First off, Turkey has been grappling with very high inflation rates. Core consumer prices jumped over 35% year-on-year as of mid-2025, following an even more intense peak last year when inflation hit above 75%. This kind of rapid price increase erodes the purchasing power of the Turkish lira at a dizzying pace. As a result, many Turks find their money shrinking if kept in cash or traditional bank accounts.
This economic backdrop fuels demand for physical gold—especially bars and coins—as a way to preserve wealth. Unlike paper currency that can lose value quickly during inflationary periods, gold holds intrinsic value globally and historically acts as a hedge against currency depreciation. In Turkey’s case, households have increasingly turned to buying physical gold rather than relying on formal financial products or just holding onto lira notes.
Interestingly, this trend isn’t just about investment; it’s also cultural. Turks traditionally cherish gold jewelry not only as adornment but also as portable savings passed down through generations. However, recent years show that while jewelry demand remains strong—particularly during times like late 2023 when people sought tangible hedges—the preference has shifted noticeably towards bullion (bars) and coins because they offer clearer investment security amid economic uncertainty.
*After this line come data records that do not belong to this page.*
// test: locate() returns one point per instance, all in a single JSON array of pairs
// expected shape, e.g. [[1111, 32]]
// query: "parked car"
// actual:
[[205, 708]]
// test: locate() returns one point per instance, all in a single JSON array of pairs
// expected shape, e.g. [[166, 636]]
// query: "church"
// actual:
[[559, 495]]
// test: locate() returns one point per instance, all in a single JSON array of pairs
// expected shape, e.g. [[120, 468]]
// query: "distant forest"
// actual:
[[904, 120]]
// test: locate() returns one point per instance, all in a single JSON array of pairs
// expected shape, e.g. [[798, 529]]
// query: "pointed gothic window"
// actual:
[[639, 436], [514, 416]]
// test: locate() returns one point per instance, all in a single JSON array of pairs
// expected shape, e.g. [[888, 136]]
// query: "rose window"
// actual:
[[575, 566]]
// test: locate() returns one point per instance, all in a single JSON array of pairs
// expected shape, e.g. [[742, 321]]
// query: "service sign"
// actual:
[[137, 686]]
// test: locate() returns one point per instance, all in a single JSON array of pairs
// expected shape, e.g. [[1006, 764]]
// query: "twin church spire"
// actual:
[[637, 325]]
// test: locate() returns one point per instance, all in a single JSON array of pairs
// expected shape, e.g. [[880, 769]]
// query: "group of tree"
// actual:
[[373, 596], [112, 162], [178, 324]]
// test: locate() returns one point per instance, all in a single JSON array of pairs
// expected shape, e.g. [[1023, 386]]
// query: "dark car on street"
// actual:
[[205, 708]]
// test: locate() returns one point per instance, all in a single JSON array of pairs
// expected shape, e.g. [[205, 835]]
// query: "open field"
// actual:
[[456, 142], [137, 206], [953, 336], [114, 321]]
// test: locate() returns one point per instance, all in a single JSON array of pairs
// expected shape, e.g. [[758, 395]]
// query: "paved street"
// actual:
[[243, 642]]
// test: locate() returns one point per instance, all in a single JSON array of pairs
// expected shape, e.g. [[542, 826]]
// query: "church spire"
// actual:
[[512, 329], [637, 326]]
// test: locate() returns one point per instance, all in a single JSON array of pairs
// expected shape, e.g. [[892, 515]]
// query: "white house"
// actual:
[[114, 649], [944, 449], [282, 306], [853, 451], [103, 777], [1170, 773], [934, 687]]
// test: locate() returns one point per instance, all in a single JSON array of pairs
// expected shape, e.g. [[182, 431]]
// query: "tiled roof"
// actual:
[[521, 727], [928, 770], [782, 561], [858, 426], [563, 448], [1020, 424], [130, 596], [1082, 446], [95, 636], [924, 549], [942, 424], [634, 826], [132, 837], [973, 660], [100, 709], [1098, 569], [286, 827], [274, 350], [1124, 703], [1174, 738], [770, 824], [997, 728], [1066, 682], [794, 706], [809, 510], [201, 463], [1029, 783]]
Now here’s where premiums come into play: The premium is essentially the extra cost paid over the international spot price of gold when buying locally in Turkey. Due to skyrocketing local demand combined with supply constraints—like import restrictions or delays—these premiums have ballooned significantly compared to global prices.
Moreover, geopolitical tensions worldwide add another layer of complexity by pushing global gold prices higher overall; for example, geopolitical unrest in regions like the Middle East has driven up international prices by around 45% compared to last year. Since Turkish buyers must pay these elevated global rates plus local markups due to supply-demand imbalances and currency weakness against foreign currencies like USD or EUR—the total cost ends up quite steep domestically.
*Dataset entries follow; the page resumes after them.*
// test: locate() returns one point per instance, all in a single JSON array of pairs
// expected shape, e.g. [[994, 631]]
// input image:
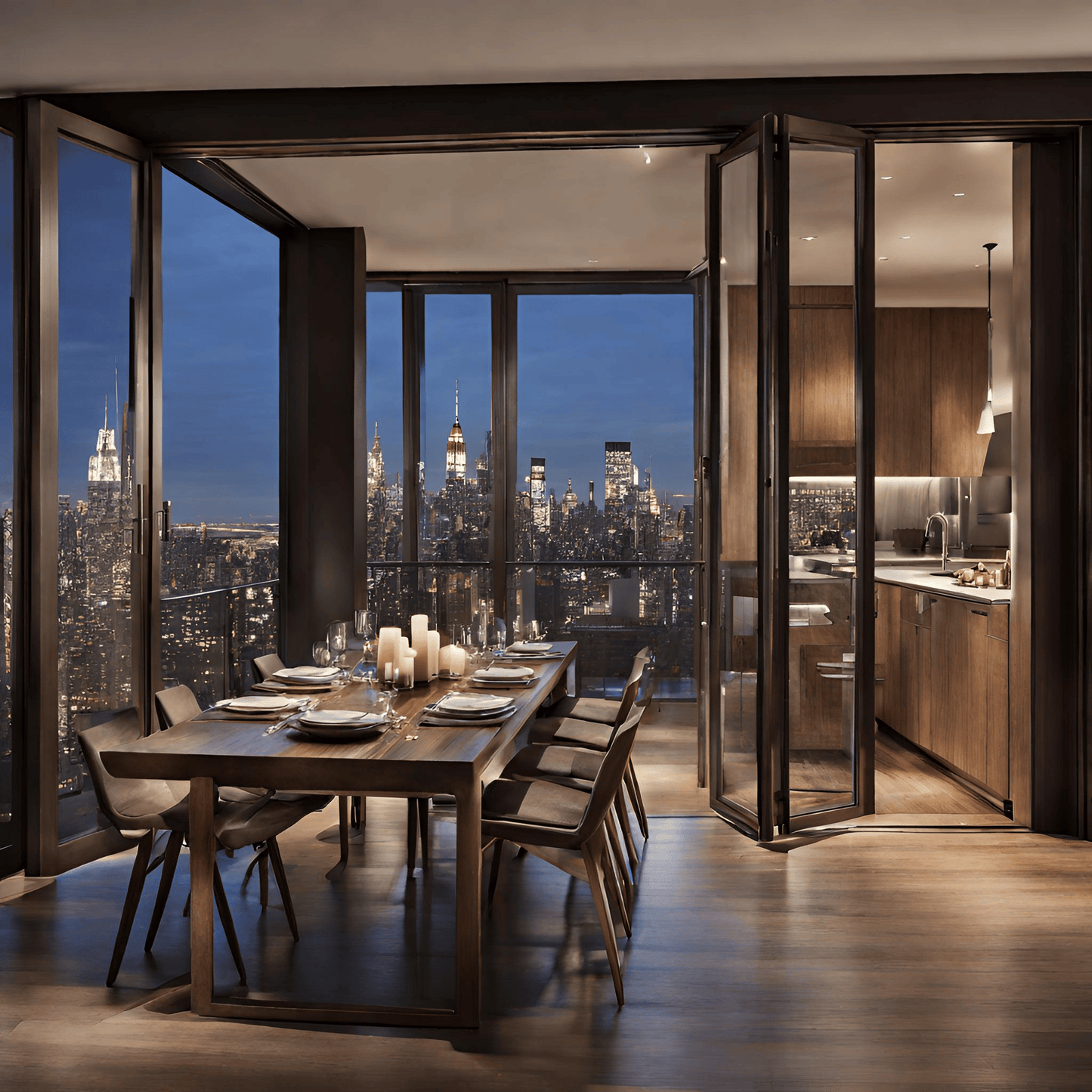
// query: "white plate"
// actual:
[[472, 704], [341, 718], [258, 704], [503, 673], [307, 674]]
Central banks’ behavior also influences market dynamics here: The Central Bank of Turkey itself has been actively purchasing significant amounts of physical gold recently alongside other nations aiming to diversify reserves away from volatile currencies toward safer assets amid ongoing instability globally.
For ordinary citizens who keep “gold under their pillows,” so to speak—that is literally storing bars or coins at home—the rising premium means they face paying more upfront but gain protection against further erosion from inflation down the road. It reflects both anxiety about future economic conditions and trust in tangible assets over paper money whose value seems increasingly uncertain day-to-day.
In essence:
– **High local inflation** drives Turks toward physical gold as protection.
– **Demand outpaces supply**, causing sharp increases in **gold premiums** within Turkey.
– Global factors like geopolitical unrest push international prices higher too.
– Cultural habits reinforce preference for both jewelry (wearable savings) and bullion (investment-grade).
– Central bank purchases signal official confidence in maintaining large reserves amid volatility.
All these elements combine into an environment where owning physical gold feels less like luxury jewelry acquisition and more like essential financial insurance—a lifeline against unpredictable economic storms sweeping through Turkey today.